Assez ancré dans la tradition d’un Death/Doom des années 90, avec ses fulgurances soudaines qui brisent les cervicales, Plagueborn est en effet un fléau pour les nerfs et la santé mentale. J’en tiens pour preuve un exemple précis, celui de « Rise Above the Primate », massacre boueux de cochons énervés dans leur soue, strié de riffs gras, de cassures soudaines et de distorsion rêche. Dans ces moments, le groupe s’affirme comme une force vive importante de la scène finlandaise, tordant le cou au Doom pour lui faire adopter les inflexions du Death.
Il m’est donc difficile de vous parler de Sludge en ces conditions. L’appellation est certes facile, mais les morceaux proposés ici vont beaucoup plus loin dans la vilénie. Comme un groupe de la vague NOLA délocalisé dans la Floride des égouts putride, GOATROACH joue sur l’équidistance entre les époques, et nous offre un raccourci agréable. « Alone in the Universe », en entame, inquiète de son intro sourde avant de cavaler sur un tapis de blasts et de riffs noyés dans la production. Cette alternance de tempi est d’importance, puisqu’elle représente l’ossature du monstre, et démontre par la même occasion que le Doom et le Sludge sont loin d’être les seules obsessions de ces musiciens.

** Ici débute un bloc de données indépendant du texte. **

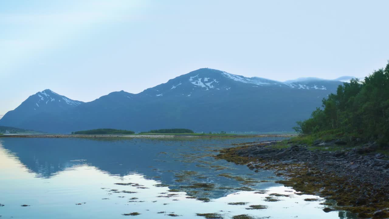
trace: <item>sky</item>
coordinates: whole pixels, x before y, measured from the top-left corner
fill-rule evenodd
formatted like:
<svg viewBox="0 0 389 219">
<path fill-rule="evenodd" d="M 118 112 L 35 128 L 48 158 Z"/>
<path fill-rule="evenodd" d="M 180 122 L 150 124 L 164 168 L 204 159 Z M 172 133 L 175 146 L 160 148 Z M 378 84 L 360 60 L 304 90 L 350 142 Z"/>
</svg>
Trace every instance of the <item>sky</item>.
<svg viewBox="0 0 389 219">
<path fill-rule="evenodd" d="M 389 1 L 0 0 L 0 118 L 50 89 L 88 102 L 203 67 L 280 81 L 389 60 Z"/>
</svg>

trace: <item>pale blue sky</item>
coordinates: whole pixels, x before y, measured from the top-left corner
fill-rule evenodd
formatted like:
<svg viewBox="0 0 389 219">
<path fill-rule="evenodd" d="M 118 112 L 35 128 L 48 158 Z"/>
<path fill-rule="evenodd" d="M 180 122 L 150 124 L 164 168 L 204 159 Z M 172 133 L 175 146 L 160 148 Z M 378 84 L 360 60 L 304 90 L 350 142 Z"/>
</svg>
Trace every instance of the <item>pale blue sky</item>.
<svg viewBox="0 0 389 219">
<path fill-rule="evenodd" d="M 93 100 L 208 67 L 284 81 L 389 59 L 389 1 L 0 0 L 0 117 L 49 88 Z"/>
</svg>

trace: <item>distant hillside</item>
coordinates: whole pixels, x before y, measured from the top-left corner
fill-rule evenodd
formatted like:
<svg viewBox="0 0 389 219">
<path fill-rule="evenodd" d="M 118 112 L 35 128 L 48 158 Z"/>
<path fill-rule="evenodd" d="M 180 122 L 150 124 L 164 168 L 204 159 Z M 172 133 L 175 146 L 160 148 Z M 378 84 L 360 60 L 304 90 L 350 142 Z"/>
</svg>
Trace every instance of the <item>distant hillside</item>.
<svg viewBox="0 0 389 219">
<path fill-rule="evenodd" d="M 177 134 L 194 133 L 190 129 L 153 129 L 148 132 L 142 132 L 140 133 L 156 133 L 161 134 Z"/>
<path fill-rule="evenodd" d="M 113 129 L 98 129 L 91 130 L 85 130 L 73 132 L 72 134 L 134 134 L 135 132 L 133 131 L 128 130 L 121 130 Z"/>
<path fill-rule="evenodd" d="M 298 122 L 304 134 L 324 131 L 377 141 L 389 147 L 389 63 L 362 81 L 352 79 L 323 100 L 311 117 Z"/>
<path fill-rule="evenodd" d="M 19 129 L 15 127 L 0 126 L 0 133 L 1 134 L 18 134 L 22 133 L 37 132 L 33 130 Z"/>
<path fill-rule="evenodd" d="M 284 83 L 208 68 L 137 94 L 111 93 L 83 102 L 45 90 L 0 120 L 0 125 L 54 133 L 100 127 L 136 131 L 190 127 L 196 132 L 291 131 L 343 82 Z"/>
</svg>

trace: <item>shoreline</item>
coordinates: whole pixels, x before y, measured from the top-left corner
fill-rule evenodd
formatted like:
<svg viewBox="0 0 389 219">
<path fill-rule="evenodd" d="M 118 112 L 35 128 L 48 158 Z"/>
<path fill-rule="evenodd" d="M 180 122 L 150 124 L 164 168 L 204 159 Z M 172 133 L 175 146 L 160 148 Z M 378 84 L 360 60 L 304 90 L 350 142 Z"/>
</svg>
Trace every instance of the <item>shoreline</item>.
<svg viewBox="0 0 389 219">
<path fill-rule="evenodd" d="M 216 157 L 247 165 L 254 171 L 273 171 L 286 179 L 276 182 L 301 194 L 325 198 L 328 201 L 326 210 L 347 210 L 359 218 L 389 218 L 389 159 L 386 156 L 357 149 L 310 150 L 307 145 L 298 144 L 280 148 L 279 141 L 242 144 L 221 150 Z"/>
<path fill-rule="evenodd" d="M 251 137 L 285 137 L 296 136 L 294 134 L 4 134 L 0 135 L 1 138 L 251 138 Z"/>
</svg>

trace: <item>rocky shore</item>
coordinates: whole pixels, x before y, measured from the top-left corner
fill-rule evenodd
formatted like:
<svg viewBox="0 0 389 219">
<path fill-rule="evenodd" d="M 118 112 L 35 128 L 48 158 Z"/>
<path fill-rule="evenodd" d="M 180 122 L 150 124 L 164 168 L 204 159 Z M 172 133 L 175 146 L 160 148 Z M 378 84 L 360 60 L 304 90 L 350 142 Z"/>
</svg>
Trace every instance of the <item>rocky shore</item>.
<svg viewBox="0 0 389 219">
<path fill-rule="evenodd" d="M 376 152 L 376 143 L 331 151 L 331 147 L 346 142 L 318 140 L 310 146 L 326 149 L 322 150 L 279 141 L 248 143 L 223 150 L 217 157 L 247 164 L 256 171 L 273 170 L 286 179 L 279 182 L 301 194 L 333 200 L 326 203 L 326 211 L 346 210 L 361 218 L 389 218 L 389 159 Z"/>
</svg>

On pense à un affrontement entre INCANTATION et NEUROSIS parfois, eu égard à ces percussions tribales, ou à un EYEHATEGOD du dimanche matin l’humeur chafouine, et l’art consommé des finlandais les pousse à rechercher la diversité dans l’unicité, ce qui n’est pas le moindre des paradoxes.

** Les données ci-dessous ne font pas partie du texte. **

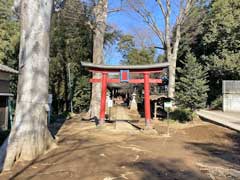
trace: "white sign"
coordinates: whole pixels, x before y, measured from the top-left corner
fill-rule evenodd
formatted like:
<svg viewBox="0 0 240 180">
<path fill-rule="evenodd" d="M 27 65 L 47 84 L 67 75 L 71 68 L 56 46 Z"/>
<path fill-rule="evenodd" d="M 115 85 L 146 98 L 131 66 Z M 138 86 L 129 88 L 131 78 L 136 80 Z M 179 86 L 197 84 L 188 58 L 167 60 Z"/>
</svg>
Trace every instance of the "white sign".
<svg viewBox="0 0 240 180">
<path fill-rule="evenodd" d="M 108 100 L 108 107 L 113 107 L 113 101 L 111 99 Z"/>
</svg>

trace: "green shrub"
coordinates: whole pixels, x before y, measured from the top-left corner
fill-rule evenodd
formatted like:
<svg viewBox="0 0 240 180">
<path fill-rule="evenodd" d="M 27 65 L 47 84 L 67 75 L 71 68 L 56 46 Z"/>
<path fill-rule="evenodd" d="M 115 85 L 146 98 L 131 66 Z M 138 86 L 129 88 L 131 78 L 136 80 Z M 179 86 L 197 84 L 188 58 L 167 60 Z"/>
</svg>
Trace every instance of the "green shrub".
<svg viewBox="0 0 240 180">
<path fill-rule="evenodd" d="M 170 113 L 170 118 L 179 122 L 191 121 L 193 112 L 190 109 L 177 108 Z"/>
</svg>

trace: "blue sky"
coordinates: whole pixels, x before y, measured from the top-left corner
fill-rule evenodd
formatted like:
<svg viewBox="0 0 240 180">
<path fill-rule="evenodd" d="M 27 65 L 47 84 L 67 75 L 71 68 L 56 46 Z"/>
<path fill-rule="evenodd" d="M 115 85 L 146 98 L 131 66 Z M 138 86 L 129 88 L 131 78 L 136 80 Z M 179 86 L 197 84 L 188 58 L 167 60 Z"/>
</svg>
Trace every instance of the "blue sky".
<svg viewBox="0 0 240 180">
<path fill-rule="evenodd" d="M 123 2 L 126 0 L 123 0 Z M 134 0 L 133 0 L 134 1 Z M 147 8 L 153 13 L 156 22 L 159 27 L 164 28 L 164 21 L 160 8 L 156 4 L 155 0 L 143 0 L 147 2 Z M 177 2 L 179 0 L 172 1 L 172 19 L 171 22 L 175 22 Z M 109 9 L 121 7 L 121 0 L 109 0 Z M 114 28 L 120 30 L 123 34 L 131 34 L 135 37 L 137 45 L 145 44 L 145 46 L 161 46 L 159 39 L 149 29 L 149 27 L 143 22 L 143 19 L 135 12 L 131 11 L 125 3 L 122 4 L 123 10 L 120 12 L 110 13 L 108 15 L 107 23 Z M 161 51 L 157 52 L 162 53 Z M 119 64 L 122 59 L 121 54 L 117 51 L 116 45 L 107 47 L 105 49 L 105 61 L 107 64 Z"/>
</svg>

L’écouter, c’est l’adopter. Un peu facile comme formule, mais c’est pourtant vrai, et lorsque le poisseux « An Echo of Blood » défèque sur le peu de joie de vivre qui nous reste, le doute n’est plus possible : ces gens-là sont des malfaisants, et seul notre inconfort les intéresse. Entre une basse ultra-distordue façon Grind, une guitare qui semble geindre sans cesse de sa condition misérable, et un chant caverneux qui détache ses mots avec peine, GOATROACH prouve qu’il a bien compris les règles de l’extrême sale, et nous livre sa version des faits. Une version qui empeste le cadavre, une version qui rend la vie encore plus déprimante et violente, une vie rythmée par des blanches à la grosse caisse et des chœurs nauséeux d’enterrement de troisième classe.

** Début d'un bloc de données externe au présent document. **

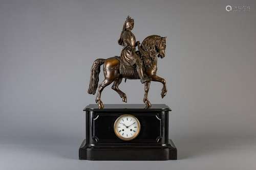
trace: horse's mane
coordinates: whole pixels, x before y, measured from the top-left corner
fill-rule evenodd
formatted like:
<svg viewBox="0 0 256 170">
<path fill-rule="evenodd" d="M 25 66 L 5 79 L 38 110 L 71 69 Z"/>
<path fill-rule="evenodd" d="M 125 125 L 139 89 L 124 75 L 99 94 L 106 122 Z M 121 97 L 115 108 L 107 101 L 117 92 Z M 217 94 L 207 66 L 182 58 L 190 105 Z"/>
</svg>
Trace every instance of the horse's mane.
<svg viewBox="0 0 256 170">
<path fill-rule="evenodd" d="M 150 58 L 143 56 L 142 59 L 144 65 L 150 67 L 152 61 L 154 61 L 156 55 L 156 45 L 159 44 L 161 40 L 162 37 L 159 35 L 152 35 L 149 36 L 144 39 L 141 43 L 141 47 L 147 53 L 150 53 Z"/>
</svg>

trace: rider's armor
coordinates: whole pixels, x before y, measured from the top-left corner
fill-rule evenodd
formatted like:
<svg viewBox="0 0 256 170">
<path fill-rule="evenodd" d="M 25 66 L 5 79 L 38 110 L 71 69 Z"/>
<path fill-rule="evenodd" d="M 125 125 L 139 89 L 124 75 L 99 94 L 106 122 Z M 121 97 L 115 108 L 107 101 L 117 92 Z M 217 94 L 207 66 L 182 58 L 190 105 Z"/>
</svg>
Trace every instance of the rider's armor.
<svg viewBox="0 0 256 170">
<path fill-rule="evenodd" d="M 137 43 L 134 34 L 131 31 L 133 28 L 133 25 L 134 20 L 128 16 L 118 40 L 118 44 L 124 46 L 121 52 L 121 62 L 126 65 L 135 65 L 141 83 L 143 83 L 148 81 L 149 79 L 144 72 L 142 61 L 135 52 Z"/>
</svg>

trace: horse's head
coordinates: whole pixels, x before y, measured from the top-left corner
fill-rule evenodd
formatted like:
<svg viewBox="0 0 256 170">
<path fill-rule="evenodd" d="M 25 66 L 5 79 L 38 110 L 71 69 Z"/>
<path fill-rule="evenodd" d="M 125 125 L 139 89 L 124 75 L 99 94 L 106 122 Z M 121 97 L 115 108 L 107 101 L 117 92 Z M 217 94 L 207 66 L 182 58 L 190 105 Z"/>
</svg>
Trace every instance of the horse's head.
<svg viewBox="0 0 256 170">
<path fill-rule="evenodd" d="M 166 37 L 161 37 L 156 45 L 156 50 L 158 53 L 157 57 L 163 58 L 165 57 Z"/>
<path fill-rule="evenodd" d="M 142 56 L 147 56 L 153 60 L 157 57 L 163 58 L 165 57 L 165 43 L 166 37 L 153 35 L 148 36 L 143 41 L 141 48 L 138 45 L 138 49 Z"/>
</svg>

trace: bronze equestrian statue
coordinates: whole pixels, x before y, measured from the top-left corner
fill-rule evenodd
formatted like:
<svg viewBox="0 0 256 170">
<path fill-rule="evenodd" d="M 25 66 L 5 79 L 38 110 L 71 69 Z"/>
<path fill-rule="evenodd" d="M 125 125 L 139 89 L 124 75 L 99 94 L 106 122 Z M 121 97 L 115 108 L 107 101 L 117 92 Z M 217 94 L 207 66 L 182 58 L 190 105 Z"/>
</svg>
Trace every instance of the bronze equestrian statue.
<svg viewBox="0 0 256 170">
<path fill-rule="evenodd" d="M 124 22 L 123 30 L 118 40 L 118 44 L 124 46 L 120 57 L 115 56 L 106 59 L 97 59 L 93 63 L 91 70 L 91 78 L 88 93 L 95 94 L 98 83 L 100 66 L 103 64 L 105 79 L 98 86 L 95 102 L 99 108 L 104 105 L 101 100 L 101 92 L 106 86 L 113 83 L 112 88 L 127 102 L 126 94 L 118 88 L 123 78 L 140 79 L 145 84 L 143 102 L 146 108 L 151 104 L 147 99 L 151 81 L 161 82 L 163 84 L 161 96 L 163 98 L 167 92 L 165 80 L 157 76 L 157 58 L 165 56 L 166 38 L 158 35 L 151 35 L 145 38 L 141 44 L 136 41 L 135 36 L 132 33 L 134 21 L 129 16 Z M 136 46 L 138 51 L 136 51 Z"/>
</svg>

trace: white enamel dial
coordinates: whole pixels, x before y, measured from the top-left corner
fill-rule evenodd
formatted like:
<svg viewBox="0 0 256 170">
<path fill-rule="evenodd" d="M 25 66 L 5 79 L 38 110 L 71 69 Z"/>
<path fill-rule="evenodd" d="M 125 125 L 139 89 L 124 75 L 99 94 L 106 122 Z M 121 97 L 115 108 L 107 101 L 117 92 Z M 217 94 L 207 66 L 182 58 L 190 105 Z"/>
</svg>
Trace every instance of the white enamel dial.
<svg viewBox="0 0 256 170">
<path fill-rule="evenodd" d="M 124 114 L 118 117 L 114 125 L 116 135 L 121 139 L 130 140 L 138 136 L 140 130 L 139 120 L 130 114 Z"/>
</svg>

« Excarnated », archétype Death/Doom délicieux, qui ressemble à s’y méprendre à du DARKTHRONE de campagne, « Nykyhetki on Vain Huomisen Eilinen » son idiome natal et ses fantaisies d’arrangements, morceaux de choix, nous traînent jusqu’à l’épilogue monstrueux « Unworthy of a Grave », clôture en malaise et lenteur majeure. On sent la pourriture jusque dans les souvenirs, et on se résigne à accepter cette déprime annoncée, puisqu’elle est parfaitement à l’image de notre époque. Alors, c’est lent, c’est lourd, c’est éprouvant, moite comme des murs transpirant de mort, mais c’est parfaitement délicieux pour les masochistes et sadiques que nous sommes.
Plagueborn est un premier album tout à fait respectable, et s’écoute avec un plaisir coupable. Au-delà de toute catégorisation et autres label collé à la hâte comme une étiquette de friperie.
Titres de l’album :
01. Crawling Through the Apocalypse
02. Alone in the Universe
03. Of Guided Missiles and Misguided Men
04. Rise Above the Primate
05. An Echo of Blood
06. Excarnated
07. Nykyhetki on Vain Huomisen Eilinen
08. Unworthy of a Grave
Bravo, pour la chronique et du nouveau ce prépare pour ce groupe Finlandais
L'album est vraiment excellent !
Hi, the vocalist of the band here. I just noticed this review and figured I might thank you for it. Happy to see it found a receptive audience!